Eli and Edythe Broad are photographed in their Los Angeles home with an original… (Jay L. Clendenin / Los Angeles…)
Eli Broad is not known for being effusive, not even when talking about one of his greatest passions: collecting contemporary art. The billionaire philanthropist generally seems more comfortable talking about museum buildings than about the artworks that go inside them.
But earlier this month, Broad opened his Brentwood hilltop home to this writer — and opened up a bit about his personal journey as an art collector, which is expected to culminate in early 2013 with the completion of his new museum downtown. (The 2008 exhibition of his art at the Broad Contemporary Art Museum, the facility he financed on the Los Angeles County Museum of Art campus, was eclipsed by the news that he would not donate his artwork there.)
Though far from a gossip — he tends to tell stories in a rather efficient or clipped form — Broad talked about artists he's gotten to know, and artworks that have made an impression.
There's the time that Jean-Michel Basquiat visited his house and stole away to smoke pot in the bathroom.

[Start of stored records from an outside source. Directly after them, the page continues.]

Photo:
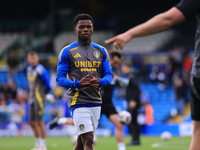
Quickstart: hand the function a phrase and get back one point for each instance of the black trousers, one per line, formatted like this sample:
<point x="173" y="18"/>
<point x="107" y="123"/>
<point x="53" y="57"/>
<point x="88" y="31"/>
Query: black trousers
<point x="134" y="127"/>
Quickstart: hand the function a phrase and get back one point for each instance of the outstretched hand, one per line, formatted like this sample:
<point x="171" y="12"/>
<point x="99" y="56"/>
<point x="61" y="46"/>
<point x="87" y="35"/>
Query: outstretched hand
<point x="87" y="83"/>
<point x="120" y="40"/>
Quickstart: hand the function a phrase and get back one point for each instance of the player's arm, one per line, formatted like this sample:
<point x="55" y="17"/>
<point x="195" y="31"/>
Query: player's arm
<point x="122" y="81"/>
<point x="62" y="70"/>
<point x="157" y="24"/>
<point x="107" y="70"/>
<point x="42" y="73"/>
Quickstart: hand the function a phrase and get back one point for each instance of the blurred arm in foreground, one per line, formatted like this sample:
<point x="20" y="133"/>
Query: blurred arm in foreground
<point x="156" y="24"/>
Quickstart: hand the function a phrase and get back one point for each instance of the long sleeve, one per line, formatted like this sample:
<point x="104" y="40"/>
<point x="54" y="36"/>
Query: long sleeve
<point x="62" y="70"/>
<point x="107" y="70"/>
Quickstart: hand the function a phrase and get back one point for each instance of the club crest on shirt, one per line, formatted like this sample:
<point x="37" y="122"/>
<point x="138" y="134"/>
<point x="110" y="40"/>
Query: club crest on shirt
<point x="81" y="126"/>
<point x="96" y="54"/>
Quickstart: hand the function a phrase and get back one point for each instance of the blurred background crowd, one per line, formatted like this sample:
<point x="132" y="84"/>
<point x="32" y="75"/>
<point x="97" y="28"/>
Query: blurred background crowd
<point x="163" y="60"/>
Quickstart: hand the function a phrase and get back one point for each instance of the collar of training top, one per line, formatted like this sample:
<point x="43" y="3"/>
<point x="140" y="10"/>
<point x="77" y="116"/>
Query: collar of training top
<point x="83" y="42"/>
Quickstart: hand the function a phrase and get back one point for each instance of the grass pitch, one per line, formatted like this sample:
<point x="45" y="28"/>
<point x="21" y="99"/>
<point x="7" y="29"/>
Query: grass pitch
<point x="64" y="143"/>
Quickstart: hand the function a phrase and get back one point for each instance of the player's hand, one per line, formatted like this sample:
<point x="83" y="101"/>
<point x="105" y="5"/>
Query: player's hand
<point x="94" y="82"/>
<point x="120" y="40"/>
<point x="84" y="82"/>
<point x="116" y="77"/>
<point x="132" y="104"/>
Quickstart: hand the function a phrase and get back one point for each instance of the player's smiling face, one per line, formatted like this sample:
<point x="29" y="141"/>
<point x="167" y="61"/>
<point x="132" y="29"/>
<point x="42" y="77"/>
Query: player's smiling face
<point x="84" y="29"/>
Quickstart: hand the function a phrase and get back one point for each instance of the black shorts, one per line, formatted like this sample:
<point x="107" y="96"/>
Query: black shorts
<point x="195" y="98"/>
<point x="108" y="109"/>
<point x="36" y="111"/>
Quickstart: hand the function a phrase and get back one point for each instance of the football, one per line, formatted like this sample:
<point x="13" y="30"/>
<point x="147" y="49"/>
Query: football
<point x="124" y="117"/>
<point x="74" y="139"/>
<point x="166" y="136"/>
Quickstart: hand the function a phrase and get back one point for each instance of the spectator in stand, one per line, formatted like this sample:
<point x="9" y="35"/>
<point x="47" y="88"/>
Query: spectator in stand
<point x="12" y="62"/>
<point x="145" y="116"/>
<point x="187" y="63"/>
<point x="181" y="94"/>
<point x="144" y="72"/>
<point x="153" y="73"/>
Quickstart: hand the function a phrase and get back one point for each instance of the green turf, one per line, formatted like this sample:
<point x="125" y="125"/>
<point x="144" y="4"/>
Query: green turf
<point x="64" y="143"/>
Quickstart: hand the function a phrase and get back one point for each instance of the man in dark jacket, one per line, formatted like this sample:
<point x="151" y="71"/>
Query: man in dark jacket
<point x="133" y="98"/>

There's the time that President Clinton was guest of honor for a fundraising dinner and recognized a lounging female figure sculpted by George Segal as a woman he used to date in Arkansas.
There was the night when a "soused" Robert Rauschenberg accepted an award on behalf of Cy Twombly at a New York dinner and would not stop talking. "Five minutes goes by, 10 minutes goes by, 20 minutes, 30 minutes," says Broad, sitting in view of two Rauschenberg paintings in a gallery-like living room. "I finally got up and asked him to finish. People after that applauded me and said: 'Thank God you did this.' But others said: 'How could you do that to such a great artist?'"
The story suggests something of Broad's discomfort with sloppy emotional displays. And, yes, he admits that it's easier for him to analyze the price-per-square-foot of a museum building than to interpret a painting inside. "My first career was in public accounting. I was a young CPA, the youngest in the history of the state [of Michigan], so if I look at a spreadsheet I understand it quickly. Numbers are hard and fast," says the man who made a fortune in home construction.
"But it's a very different process looking at a work of art or visiting with an artist," he says, glancing at a dense Anselm Kiefer painting called "Mesopotamia" that has an enigmatic wire loop (or noose?) embedded in the surface. "It's hard to explain your emotions when you see a work of art."
Still, he says he truly enjoys the pursuit that has landed him and his wife, Edythe, on the Artnews top 10 list of collectors worldwide every year for the last 12 years. "Collecting for me isn't just about buying objects. It's an educational process, and I think it's made me a better person. I'd be bored to death if I spent all my time with other businesspeople, bankers and lawyers."
One artist he considers a friend is Jeff Koons, who started as a commodities broker on Wall Street. But they don't talk about the financial markets. "We talk about his work, his family, his children," says Broad, who even got to know Koons' first wife, Italian porn star La Cicciolina. ("She was rather unusual," he says.)
Over the years, the Broads have acquired 33 works by Koons (though, notably, none of the erotic "Made in Heaven" work inspired by La Cicciolina), often by fronting the costs for his expensive productions. Other artists represented in depth in their collection include Jasper Johns, Roy Lichtenstein, Andy Warhol, Basquiat, Leon Golub, Chuck Close, Susan Rothenberg and Ed Ruscha.
The Broads also own 120 works by Cindy Sherman, one of roughly a dozen photographers in a collection dominated by paintings. They began buying her prints in the early '80s for only $100 to $200 apiece after seeing "Untitled Film Stills" at her New York gallery, Metro Pictures. "It was more than photography," he says of her role-playing experiments. "It was more like theater."
A common criticism is that the Broads chase art-world trends more than setting them. Maria Bell, a friend and co-chair of the Museum of Contemporary Art board, disagrees.
"They have wound up with a lot of trophies, but these works weren't all trophies when they bought them. They often got in very early," she says. "Eli is a businessman and approaches things methodically, but there's more passion and risk-taking in that collection than people realize."
"I don't think people understand the depth of the collection, in part because so many works have been loaned out to museums," Broad says. "When we open the Broad [museum] on Grand Avenue, we will be able to show 150 to 200 works, the best in the collection. But then we are also going to program three different exhibitions a year of the artists we have in great depth."